Use a Strassen-like scheme for the multiplication. In essence, you break your matrices into four submatrices and calculate some intermediate values, then calculate the solution from these smaller intermediate values.
Schema:

Now, instead of calculating
C_11=A_11·B_11+A_12·B_21
C_12=A_11·B_12+A_12·B_22
C_21=A_21·B_11+A_22·B_21
C_22=A_21·B_12+A_22·B_22
You calculate the intermediaries
M_1 = (A_11+A_22)·(B_11+B_22)
M_2 = (A_21+A_22)·B_11
M_3 = A_11·(B_12-B_22)
M_4 = A_22·(B_21-B_11)
M_5 = (A_11+A_12)·B_22
M_6 = (A_21-A_11)·(B_11+B_12)
M_7 = (A_12-A_22)·(B_21+B_22)
and get the solutions as
C_11 = M_1+M_4-M_5+M_7
C_12 = M_3+M_5
C_21 = M_2+M_4
C_22 = M_1-M_2+M_3+M_6
Keep doing this recursively and you will need only O(n^log_2(7)) ~=O(n^2.807) multiplications (plus some effort for additions and subtractions) instead of the classical O(n^3) variant you use. For practical implementations you want to experiment until you find a good cutoff point to switch to the classical variant.
As for code.
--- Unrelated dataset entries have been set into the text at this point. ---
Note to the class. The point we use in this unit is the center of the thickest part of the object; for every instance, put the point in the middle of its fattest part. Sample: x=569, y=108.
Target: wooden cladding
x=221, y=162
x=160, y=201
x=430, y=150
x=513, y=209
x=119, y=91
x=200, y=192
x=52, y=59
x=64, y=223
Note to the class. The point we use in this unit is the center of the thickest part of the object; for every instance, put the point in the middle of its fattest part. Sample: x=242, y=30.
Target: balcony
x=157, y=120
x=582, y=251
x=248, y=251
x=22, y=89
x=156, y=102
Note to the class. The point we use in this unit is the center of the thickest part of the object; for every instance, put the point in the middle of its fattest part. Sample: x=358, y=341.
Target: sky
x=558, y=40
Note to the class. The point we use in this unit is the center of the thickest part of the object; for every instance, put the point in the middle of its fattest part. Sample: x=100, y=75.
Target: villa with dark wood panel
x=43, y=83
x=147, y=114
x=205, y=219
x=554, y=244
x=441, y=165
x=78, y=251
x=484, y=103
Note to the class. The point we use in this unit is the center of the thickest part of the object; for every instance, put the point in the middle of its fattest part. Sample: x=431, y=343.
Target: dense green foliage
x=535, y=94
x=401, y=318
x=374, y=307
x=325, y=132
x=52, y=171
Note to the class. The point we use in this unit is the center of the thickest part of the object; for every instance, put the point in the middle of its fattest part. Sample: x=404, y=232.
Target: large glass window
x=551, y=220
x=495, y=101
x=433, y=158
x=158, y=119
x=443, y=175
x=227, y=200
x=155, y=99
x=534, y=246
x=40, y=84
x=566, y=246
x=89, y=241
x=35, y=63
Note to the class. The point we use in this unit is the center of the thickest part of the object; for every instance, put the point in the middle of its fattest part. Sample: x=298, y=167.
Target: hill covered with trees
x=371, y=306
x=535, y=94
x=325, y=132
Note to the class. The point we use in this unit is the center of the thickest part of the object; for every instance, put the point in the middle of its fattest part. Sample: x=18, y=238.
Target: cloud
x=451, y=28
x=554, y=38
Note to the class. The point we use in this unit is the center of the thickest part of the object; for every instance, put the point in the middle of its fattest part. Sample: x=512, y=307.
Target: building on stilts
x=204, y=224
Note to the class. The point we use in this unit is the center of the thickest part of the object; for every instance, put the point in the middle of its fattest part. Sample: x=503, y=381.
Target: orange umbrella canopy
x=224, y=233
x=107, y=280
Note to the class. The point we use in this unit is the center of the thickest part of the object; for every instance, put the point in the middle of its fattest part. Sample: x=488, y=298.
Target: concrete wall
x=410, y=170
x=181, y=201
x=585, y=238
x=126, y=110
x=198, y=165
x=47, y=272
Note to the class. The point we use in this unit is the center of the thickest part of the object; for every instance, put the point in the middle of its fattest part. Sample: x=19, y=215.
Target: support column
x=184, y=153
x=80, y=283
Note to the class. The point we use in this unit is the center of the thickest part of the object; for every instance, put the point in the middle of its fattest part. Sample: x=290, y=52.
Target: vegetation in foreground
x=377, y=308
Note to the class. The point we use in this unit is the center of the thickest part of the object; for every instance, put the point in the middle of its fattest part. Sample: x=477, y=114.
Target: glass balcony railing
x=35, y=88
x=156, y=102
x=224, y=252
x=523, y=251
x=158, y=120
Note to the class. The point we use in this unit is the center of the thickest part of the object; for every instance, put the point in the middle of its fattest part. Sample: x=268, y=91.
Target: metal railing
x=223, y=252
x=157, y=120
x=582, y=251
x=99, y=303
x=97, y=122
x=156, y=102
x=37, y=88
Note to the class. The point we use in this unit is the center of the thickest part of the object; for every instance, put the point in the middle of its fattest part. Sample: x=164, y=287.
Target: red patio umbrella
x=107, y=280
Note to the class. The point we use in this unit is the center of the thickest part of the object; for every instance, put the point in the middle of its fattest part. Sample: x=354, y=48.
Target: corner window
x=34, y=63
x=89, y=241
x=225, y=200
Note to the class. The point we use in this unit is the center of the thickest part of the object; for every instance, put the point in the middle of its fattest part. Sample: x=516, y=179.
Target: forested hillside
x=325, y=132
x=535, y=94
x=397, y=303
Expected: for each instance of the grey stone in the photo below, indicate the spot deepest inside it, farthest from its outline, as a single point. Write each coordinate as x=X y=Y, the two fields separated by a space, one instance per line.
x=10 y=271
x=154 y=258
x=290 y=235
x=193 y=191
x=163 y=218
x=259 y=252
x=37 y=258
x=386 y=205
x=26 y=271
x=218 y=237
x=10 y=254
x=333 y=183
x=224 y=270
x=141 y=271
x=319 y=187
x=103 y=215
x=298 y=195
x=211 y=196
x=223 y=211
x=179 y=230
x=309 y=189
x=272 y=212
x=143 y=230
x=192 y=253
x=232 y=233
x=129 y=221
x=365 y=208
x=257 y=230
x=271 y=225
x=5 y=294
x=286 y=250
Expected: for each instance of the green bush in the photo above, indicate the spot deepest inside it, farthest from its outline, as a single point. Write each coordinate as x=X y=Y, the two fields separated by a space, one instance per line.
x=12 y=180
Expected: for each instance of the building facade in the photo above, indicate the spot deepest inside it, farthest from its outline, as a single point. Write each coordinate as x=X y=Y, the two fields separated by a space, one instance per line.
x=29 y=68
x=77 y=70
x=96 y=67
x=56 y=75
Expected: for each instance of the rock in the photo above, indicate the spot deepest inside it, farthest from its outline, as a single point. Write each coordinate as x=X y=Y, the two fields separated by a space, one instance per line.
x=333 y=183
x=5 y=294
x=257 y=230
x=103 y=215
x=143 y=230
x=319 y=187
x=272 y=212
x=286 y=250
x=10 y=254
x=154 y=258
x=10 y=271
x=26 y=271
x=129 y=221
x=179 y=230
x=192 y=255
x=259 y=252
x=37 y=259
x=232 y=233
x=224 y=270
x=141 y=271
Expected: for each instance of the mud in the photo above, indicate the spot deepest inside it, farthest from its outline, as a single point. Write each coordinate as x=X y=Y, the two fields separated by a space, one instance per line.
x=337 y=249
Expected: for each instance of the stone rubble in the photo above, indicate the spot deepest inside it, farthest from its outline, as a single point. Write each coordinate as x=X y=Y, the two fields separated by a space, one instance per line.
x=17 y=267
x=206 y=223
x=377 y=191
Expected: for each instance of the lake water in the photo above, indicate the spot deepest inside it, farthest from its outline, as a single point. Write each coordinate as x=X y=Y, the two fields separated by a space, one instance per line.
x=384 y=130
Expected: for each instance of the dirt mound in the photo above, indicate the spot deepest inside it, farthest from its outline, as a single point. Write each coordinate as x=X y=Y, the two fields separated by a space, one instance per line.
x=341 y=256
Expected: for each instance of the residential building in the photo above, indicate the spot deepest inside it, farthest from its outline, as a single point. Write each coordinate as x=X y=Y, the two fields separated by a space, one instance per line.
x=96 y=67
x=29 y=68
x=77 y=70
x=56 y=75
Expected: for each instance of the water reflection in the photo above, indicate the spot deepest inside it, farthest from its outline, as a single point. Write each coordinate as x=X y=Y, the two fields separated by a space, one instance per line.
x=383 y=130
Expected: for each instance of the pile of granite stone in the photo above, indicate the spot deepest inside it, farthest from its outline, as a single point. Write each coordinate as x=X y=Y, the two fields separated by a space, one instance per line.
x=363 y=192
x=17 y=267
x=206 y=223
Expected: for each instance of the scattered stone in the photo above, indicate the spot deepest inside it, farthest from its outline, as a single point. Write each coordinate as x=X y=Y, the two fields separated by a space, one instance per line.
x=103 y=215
Try the following one. (Note, I do not claim it works, it was just the only one I found with a proper license attached (GPL 3.0))
Also, a big warning: pretty much all code I found implicitly assume the matrices to be powers of two for the splitting step to be seamless until you are at the base case. You might need to add some logic to handle other splits (or revert to the base implementation).
Generally you should just use a library for this and save yourself the pain of implementation+testing.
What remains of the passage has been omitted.